北仲通北地区の土地利用は、再開発施設を配置するA—1〜A—4地区(合計3・2ha)、B—1〜B—3地区(合計2・9ha)、C地区(1・7ha)に区分。さらに、3カ所の公園や4カ所の広場、幅員14m・延長340mの区画道路などを配置する計画。
土地区画整理事業は、再開発の実現に向けた第一歩として、まず道路や公園などの公共基盤施設の整備と、敷地を整序するために実施する。
08年1月に仮換地指定を受け、土地区画整理組合が基盤施設の整備に順次着手。11年度までに事業を完了させ、換地処分をする計画。

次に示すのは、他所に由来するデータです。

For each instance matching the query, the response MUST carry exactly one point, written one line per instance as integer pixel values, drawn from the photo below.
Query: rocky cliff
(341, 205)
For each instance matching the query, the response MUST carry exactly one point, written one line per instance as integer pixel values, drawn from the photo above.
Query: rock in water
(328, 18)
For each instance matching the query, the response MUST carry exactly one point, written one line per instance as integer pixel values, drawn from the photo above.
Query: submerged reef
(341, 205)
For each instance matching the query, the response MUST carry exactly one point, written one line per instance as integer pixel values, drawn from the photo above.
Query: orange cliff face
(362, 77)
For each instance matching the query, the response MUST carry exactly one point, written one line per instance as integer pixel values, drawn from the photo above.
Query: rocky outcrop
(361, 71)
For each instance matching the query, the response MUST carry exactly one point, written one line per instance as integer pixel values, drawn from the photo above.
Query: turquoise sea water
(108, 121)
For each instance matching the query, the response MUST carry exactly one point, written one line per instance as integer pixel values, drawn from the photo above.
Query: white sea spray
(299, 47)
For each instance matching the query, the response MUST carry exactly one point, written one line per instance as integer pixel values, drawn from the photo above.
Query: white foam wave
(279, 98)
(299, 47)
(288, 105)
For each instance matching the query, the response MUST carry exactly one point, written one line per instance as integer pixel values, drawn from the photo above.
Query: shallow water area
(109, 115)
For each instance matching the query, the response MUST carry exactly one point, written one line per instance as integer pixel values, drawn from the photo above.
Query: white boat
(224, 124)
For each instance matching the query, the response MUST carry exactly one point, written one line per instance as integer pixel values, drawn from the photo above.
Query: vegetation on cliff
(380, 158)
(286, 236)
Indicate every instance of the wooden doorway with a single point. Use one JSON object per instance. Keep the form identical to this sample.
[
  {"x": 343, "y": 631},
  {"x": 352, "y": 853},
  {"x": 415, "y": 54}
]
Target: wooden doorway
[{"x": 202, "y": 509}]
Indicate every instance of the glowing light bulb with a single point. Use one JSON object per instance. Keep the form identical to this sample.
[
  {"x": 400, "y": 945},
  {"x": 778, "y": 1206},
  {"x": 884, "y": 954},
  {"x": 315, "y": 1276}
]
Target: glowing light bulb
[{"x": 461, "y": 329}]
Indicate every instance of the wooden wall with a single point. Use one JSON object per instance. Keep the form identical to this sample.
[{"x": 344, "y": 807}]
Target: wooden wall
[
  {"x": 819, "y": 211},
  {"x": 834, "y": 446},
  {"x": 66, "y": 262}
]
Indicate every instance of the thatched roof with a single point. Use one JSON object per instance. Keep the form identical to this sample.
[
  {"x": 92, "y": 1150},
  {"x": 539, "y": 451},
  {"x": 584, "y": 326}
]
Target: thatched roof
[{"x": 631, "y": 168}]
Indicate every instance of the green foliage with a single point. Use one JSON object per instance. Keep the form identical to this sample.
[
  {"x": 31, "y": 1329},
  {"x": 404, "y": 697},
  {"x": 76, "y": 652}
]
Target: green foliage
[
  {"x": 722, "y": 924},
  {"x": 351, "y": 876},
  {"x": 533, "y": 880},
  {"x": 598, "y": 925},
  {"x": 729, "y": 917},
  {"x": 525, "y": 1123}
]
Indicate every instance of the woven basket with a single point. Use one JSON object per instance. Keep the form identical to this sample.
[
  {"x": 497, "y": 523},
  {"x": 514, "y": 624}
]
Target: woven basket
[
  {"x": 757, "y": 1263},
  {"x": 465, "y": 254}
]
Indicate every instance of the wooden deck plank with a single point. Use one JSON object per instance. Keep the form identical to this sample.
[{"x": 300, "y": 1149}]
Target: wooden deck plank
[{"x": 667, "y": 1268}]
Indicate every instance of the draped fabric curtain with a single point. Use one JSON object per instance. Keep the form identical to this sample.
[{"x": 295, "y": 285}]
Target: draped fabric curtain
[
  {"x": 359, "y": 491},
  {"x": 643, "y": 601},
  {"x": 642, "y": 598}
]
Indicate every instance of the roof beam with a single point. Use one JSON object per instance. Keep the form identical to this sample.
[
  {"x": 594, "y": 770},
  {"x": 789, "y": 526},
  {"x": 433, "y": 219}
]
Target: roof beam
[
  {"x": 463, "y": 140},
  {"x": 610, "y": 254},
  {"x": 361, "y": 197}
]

区画整理事業の進展を踏まえ、各地権者が再開発施設を段階的に建設する。
再開発事業では、大和地所が事業主体となる「A—1地区(11階建ての商業・オフィス棟)」と「A—2地区(42階建ての住宅棟と6階建ての商業棟)」、森ビルとユニエツクス、共益地所が整備する「A—3地区(6階建ての商業・業務棟)」と「A—4地区(52階建ての住宅・ホテル商業棟)」にそれぞれ10 年度までに着工・完成させる計画。5施設で延べ床面積約26万0540平方mの施設を想定している。住戸数はA—2地区520戸、A—4地区730戸の合計1250戸。駐車場を各ビルの地下部分と、A—1地区ビルとA—2地区のタワー内部(機械式駐車場)に配置し、A地区全体で約1390台を収容する。
また、URが「B—3地区(都心型住宅)」に既存居住者向けの住宅を11年度までに整備する。
その後、第2段階として日新が「B—1地区(オフィス、オフィス・都心型住宅)」、URが「B—2地区(オフィス・都心型住宅)」の解体・再開発ビル建設に着手し、14年以降に事業全体を完成させる。
地区内の歴史的建造物や土木遺構については、旧帝蚕倉庫3棟のうち1棟(C倉庫)を曳き屋して保存・活用、旧帝蚕倉庫本社ビルを現在地で保全・活用する。歴史的な護岸も整備し復元する。いずれも再開発ビル建設に先立って施工。曳き屋を約半年間、護岸整備を約10カ月間の工期で実施する。
今後、区画整理事業の進展などを踏まえ、各街区ごと設計者や施工者の選定作業を進めていく。
このプロジェクトについて、私は別のブログで全面保存を主張してきたのですが、結果的に保存されるのはごく一部の建造物に留まる残念な結果となりました。しかし、再開発に先立って文化的活動を展開、再開発地区の建造物への関心を高めたプロジェクトであり、歴史的建造物の開発的活用手法として評価することができると思います。少なくとも、北仲BRICK&北仲WHITEとしての短期間の活用がなければ、再開発時の保存も形だけのものとなりかねなかったわけですし、保存への関心も喚起することはできなかったと思います。